Goals, objectives, and strategies

Overarching curriculum components Strategy
Bridge disconnect between clinical work and contemporary racially charged events. Draw on contemporary journalism and other media, such as documentaries, Ted Talks, and podcasts; draw upon non-biomedical resources from the humanities and advocacy groups (e.g., Equal Justice Initiative).
Engage in meaningful racial dialogue. Create space of safety through choice of lecture space and size, lecturer training, timing of lectures, presence of leadership, and lecturer offering individual discussion outside of lecture sessions.
Foster self-reflection and racial consciousness building. Lecturer models, drawing upon an intersecting axes of privilege, domination, and privilege framework and admitting to her own racism.
Prevent deepening of participants’ racial bias.
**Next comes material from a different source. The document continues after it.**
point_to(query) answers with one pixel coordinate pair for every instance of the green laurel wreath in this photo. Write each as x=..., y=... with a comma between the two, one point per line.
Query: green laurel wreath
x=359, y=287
Participants encouraged to share their own experiences and beliefs about racism. Race defined as a social and political construct, not a biological one. Honest and explicit language, e.g., racism and white supremacy rather than diversity and inclusion.
Specific learning objectives Strategy
Understand how racism can shape the manifestation, diagnosis, and treatment of mental illness. Introduce the primary biomedical literature about racial discrimination and health, emphasizing key findings and limitations. Provide explicit definitions of racism using a multi-level model of framework.
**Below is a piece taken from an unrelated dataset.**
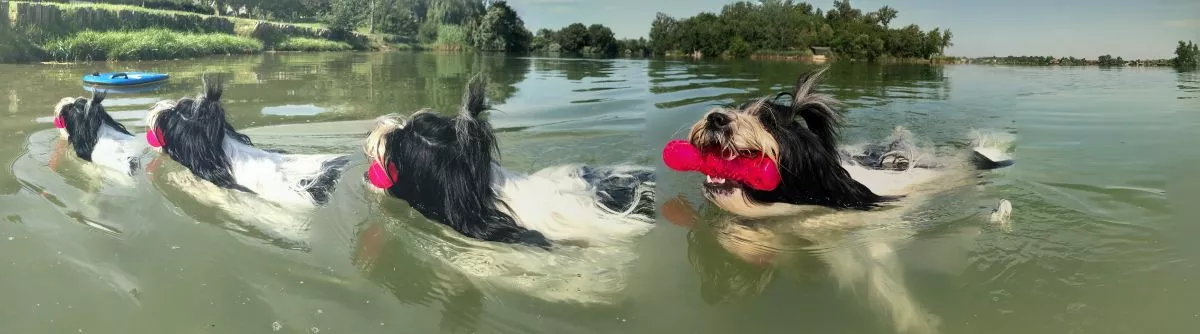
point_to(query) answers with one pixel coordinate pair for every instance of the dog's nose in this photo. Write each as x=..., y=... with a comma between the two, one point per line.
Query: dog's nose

Recognize history as a foundation for making sense of racial inequities. Draw upon award-winning books and authors from the humanities and advocacy resources, such as the Equal Justice Initiative website; emphasize the American Indian genocide and slavery as defining events shaping health disparities in America.
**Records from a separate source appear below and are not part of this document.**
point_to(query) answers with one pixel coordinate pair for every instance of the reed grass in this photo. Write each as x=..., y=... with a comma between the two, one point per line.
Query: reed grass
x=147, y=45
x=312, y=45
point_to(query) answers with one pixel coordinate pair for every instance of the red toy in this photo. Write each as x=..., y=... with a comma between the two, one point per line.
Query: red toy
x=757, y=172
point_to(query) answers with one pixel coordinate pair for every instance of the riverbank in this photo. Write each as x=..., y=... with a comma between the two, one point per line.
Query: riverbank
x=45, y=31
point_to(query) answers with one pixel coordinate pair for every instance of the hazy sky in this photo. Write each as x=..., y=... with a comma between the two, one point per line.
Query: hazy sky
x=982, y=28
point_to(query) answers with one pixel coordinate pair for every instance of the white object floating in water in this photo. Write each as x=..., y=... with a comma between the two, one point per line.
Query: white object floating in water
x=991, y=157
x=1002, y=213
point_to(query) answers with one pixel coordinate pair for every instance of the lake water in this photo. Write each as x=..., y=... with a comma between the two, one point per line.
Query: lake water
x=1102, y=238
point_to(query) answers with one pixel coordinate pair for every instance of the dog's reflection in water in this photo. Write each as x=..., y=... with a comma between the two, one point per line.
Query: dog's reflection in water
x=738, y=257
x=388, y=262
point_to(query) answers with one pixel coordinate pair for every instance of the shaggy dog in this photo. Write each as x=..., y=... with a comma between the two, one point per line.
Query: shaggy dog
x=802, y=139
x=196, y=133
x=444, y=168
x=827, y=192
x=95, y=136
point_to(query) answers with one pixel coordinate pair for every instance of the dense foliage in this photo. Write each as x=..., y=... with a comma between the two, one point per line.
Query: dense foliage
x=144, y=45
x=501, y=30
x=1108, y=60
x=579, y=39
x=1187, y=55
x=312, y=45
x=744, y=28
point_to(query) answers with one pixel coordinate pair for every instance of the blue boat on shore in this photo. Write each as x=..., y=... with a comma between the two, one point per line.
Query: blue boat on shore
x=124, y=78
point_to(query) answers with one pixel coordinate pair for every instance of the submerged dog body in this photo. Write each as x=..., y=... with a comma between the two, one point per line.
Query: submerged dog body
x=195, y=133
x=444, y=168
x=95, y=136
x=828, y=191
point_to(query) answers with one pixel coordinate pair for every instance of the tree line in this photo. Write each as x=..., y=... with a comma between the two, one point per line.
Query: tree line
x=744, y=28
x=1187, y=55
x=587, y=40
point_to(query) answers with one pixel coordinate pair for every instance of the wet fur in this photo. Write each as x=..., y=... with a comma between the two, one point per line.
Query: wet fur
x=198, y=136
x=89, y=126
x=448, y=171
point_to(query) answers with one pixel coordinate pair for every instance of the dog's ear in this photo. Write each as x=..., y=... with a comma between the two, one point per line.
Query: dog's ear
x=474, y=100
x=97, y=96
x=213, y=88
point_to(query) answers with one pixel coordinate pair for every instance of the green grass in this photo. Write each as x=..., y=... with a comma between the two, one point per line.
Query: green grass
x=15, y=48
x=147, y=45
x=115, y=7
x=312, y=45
Improve awareness about race and racism. Provide an evidence-based framework for understanding racism, making visible the racism embedded in American medicine and psychiatry. Describe how these frameworks shape diagnosis and treatment.
Recognize role of policies and systems in maintaining racism. Shift the focus away from individual intentions and behaviors by instead emphasizing racist policies’ (e.g., The War on Drugs and Jim Crow lynching and terrorism) pivotal role in creating inequity.
Challenges Strategy/next steps
Participant disengagement and discomfort. Require that participants put laptops and cell phones away to ensure respect for the gravity of the content. Set the frame and create a space of safety. Teach participants about white fragility and racial defense mechanisms.
Content can be traumatic for URM trainees, amplified by faculty’s lack of knowledge. Corresponding faculty development. Lecturer should be available to provide supervision and support for URM trainees. Trainees should be allowed to opt out of any traumatizing content or discussions.
Four lectures are limited in their ability to yield more racially equitable clinical practices. Be forthcoming about the limitations of the content. Emphasize the impactful role of institutional racism. Forthcoming curricular content will articulate antiracist clinical practices.
The lecture content deals broadly with racism and is not specialized enough for child and adolescent psychiatry fellows. Consider the four lectures a pilot for introducing basic concepts pertaining to racism and white supremacy. Use feedback from pilot effort to innovate new content that is more specialized for child and adolescent psychiatry fellows’ stage of learning.